Snow Crash by
Neal Stephenson My review
rating: 4 of 5 stars
Snow Crash is a truly visionary work, but not an easy read.
The surface plot involves two young accidental heroes in a futuristic United States. Y.T. and Hiro attempt to figure out and terminate a mind-destroying virus that is spread through both physical and digital means. The virus is
Snow Crash.
What makes this book unique is the author's prophetic creations in Y.T. and Hiro's world(s), both real and virtual. They, and most people in their real world, spend time in something called
The Metaverse. This is an online world where they interact with other users in real time. They are represented in The Metverse by lifelike representations called
avatars.
Sound familiar?
It should be to anyone who's been on the current Internet for more than 2.5 seconds. Stephenson actually created the terms,
avatar and
Metaverse, for this book. He states in his afterword that the terms in use at the time,
virtual reality, did not suit his purposes.
The thing is, Stephenson wrote
Snow Crash in 1992. Years before the World Wide Web existed in any mainstream form. Certainly long before metaverses such as Second Life were created. This is akin to Jules Verne writing about submarines 1870. It's speculative fiction by someone intelligent enough to see where technology could, and did, lead.
And clearly, Neal Stephenson is one highly intelligent person. As aforementioned,
Snow Crash is not a quick, easy read. It's fascinating and disturbing, but not easy. The narrative switches quickly back and forth between the real world and The Metaverse often. It's sometimes hard to keep track of where they are, ultimately it doesn't matter, since both worlds are equally valid to them.

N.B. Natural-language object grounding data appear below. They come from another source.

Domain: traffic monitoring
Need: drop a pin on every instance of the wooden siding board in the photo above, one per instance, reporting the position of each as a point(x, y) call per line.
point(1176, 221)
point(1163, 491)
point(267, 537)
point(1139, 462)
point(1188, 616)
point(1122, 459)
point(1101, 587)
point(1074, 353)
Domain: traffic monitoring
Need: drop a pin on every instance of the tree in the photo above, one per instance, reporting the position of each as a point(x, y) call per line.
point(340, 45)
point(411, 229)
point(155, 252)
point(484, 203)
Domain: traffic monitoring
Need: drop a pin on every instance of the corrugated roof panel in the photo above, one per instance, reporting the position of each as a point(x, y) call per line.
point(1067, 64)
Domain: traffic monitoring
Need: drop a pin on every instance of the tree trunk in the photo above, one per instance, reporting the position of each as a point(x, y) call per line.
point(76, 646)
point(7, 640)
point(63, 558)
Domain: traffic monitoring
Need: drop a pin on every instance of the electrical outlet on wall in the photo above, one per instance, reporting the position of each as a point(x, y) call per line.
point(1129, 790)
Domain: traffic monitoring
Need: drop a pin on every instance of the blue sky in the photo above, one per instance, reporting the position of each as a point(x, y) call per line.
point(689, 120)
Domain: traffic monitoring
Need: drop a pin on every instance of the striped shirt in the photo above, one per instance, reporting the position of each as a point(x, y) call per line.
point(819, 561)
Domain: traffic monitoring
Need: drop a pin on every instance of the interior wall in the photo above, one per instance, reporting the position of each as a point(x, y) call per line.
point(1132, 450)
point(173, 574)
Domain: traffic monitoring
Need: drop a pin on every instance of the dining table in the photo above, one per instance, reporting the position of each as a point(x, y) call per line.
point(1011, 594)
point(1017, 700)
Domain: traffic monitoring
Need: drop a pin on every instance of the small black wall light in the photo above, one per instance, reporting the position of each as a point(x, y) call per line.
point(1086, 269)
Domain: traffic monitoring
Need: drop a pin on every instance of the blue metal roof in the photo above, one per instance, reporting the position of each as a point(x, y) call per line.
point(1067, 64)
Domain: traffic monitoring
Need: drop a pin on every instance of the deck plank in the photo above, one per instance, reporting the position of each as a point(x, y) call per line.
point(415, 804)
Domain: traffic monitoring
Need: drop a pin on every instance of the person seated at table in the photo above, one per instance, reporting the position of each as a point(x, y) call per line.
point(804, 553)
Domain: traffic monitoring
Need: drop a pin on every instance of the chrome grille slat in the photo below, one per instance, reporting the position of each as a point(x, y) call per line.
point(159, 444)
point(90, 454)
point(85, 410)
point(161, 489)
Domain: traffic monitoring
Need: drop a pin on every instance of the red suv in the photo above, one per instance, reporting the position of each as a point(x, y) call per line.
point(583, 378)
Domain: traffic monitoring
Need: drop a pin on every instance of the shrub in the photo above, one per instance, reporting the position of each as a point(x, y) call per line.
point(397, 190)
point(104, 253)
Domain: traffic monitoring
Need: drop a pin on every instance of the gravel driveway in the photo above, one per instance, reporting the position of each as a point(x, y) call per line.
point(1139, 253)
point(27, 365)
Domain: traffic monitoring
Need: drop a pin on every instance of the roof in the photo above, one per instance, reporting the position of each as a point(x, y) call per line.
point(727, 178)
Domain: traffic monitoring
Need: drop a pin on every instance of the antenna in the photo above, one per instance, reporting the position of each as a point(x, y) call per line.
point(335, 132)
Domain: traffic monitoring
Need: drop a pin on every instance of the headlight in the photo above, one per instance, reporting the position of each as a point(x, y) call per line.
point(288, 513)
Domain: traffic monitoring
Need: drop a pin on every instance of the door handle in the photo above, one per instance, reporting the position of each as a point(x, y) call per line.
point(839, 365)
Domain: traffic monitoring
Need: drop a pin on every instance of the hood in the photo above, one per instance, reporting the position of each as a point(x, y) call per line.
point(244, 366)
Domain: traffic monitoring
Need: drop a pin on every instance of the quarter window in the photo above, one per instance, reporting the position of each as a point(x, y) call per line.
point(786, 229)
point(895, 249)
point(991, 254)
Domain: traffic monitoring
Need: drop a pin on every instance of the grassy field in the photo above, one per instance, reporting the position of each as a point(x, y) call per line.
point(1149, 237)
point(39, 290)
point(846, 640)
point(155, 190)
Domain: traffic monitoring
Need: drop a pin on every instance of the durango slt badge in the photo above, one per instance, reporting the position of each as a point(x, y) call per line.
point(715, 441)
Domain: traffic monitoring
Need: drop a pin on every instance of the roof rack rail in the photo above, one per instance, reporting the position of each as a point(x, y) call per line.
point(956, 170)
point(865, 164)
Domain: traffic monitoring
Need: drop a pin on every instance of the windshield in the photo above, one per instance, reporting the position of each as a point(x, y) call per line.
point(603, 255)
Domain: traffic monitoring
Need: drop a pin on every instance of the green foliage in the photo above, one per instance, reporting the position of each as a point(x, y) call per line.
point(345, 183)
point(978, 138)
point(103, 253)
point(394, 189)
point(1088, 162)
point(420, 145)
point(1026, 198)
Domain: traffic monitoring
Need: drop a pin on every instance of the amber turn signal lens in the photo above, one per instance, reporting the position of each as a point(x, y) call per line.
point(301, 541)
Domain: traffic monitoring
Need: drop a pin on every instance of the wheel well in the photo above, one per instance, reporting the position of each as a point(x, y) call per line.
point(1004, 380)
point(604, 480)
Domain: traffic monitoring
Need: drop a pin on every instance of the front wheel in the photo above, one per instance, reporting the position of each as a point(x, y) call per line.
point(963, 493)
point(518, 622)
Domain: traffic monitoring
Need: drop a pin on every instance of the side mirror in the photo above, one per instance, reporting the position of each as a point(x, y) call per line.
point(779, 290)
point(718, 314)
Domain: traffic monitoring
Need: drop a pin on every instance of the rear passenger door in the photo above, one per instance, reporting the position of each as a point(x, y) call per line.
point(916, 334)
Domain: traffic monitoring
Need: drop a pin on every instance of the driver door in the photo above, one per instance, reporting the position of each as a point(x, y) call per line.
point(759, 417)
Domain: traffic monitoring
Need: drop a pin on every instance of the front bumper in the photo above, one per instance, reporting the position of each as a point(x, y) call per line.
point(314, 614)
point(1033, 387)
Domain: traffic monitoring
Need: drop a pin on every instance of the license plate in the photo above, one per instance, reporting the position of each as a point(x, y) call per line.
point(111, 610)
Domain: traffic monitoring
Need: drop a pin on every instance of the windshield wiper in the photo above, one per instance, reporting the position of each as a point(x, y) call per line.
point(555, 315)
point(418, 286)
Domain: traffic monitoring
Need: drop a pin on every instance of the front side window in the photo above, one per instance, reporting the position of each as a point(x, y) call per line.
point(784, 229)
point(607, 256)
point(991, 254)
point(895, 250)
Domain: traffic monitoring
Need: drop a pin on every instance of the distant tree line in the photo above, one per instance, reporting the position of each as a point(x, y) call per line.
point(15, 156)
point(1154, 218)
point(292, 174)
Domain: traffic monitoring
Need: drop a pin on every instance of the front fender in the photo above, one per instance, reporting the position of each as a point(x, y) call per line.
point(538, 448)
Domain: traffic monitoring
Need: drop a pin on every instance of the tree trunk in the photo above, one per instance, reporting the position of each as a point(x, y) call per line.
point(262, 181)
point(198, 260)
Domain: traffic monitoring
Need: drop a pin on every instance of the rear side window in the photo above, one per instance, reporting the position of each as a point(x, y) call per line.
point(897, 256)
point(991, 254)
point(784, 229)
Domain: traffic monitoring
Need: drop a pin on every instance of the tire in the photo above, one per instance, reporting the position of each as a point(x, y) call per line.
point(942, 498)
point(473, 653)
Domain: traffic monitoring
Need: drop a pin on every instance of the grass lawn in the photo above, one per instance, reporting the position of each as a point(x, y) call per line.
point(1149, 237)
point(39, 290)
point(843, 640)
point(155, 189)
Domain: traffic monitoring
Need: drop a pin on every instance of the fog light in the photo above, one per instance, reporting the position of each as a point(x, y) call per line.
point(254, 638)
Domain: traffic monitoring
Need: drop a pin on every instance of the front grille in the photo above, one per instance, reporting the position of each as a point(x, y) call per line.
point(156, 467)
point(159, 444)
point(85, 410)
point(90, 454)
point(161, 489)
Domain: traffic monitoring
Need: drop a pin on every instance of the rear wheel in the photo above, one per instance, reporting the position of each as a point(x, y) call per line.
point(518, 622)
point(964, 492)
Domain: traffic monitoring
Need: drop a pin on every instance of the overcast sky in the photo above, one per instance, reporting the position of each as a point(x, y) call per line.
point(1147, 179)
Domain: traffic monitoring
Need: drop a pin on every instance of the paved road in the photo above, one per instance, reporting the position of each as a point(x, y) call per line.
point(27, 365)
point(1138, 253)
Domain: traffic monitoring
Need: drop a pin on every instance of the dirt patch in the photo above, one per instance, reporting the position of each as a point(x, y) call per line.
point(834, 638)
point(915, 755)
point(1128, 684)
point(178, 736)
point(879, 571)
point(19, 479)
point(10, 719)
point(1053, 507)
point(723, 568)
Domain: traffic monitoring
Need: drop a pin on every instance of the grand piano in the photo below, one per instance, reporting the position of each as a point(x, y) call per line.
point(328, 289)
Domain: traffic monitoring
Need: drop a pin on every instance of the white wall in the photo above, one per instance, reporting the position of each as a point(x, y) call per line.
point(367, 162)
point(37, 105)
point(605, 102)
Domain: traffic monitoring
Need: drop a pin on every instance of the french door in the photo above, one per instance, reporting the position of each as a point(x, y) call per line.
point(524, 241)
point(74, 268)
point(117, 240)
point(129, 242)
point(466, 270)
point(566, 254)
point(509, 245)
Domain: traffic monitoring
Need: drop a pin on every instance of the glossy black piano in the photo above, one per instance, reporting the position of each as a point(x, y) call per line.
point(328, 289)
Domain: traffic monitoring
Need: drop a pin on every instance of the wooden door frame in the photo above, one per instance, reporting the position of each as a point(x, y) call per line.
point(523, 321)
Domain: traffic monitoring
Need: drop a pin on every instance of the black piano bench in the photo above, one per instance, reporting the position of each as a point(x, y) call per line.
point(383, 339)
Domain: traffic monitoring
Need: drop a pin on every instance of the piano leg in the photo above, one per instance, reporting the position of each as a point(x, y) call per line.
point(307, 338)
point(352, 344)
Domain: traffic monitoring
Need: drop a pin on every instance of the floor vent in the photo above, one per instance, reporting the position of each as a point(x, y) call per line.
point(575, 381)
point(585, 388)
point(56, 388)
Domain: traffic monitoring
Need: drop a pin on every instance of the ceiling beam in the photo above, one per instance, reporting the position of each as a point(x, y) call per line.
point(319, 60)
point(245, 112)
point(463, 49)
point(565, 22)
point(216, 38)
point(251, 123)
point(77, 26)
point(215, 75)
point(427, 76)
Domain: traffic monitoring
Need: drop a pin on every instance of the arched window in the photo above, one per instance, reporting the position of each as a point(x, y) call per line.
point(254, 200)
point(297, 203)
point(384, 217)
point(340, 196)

I will not spoil the more detailed plot workings of
Snow Crash here. It involves elements ranging from the most ancient languages of humanity, to Babel, to theoretical computer languages. A meta
virus, a metaverse, mentally-altered-evangelical-followers, ancient history, science-fiction-become-fact...this book has it all.
It will expand your mind and make you question reality. It gave me nightmares. The only reason I didn't give it five stars is due to how difficult it was to read. At least for me.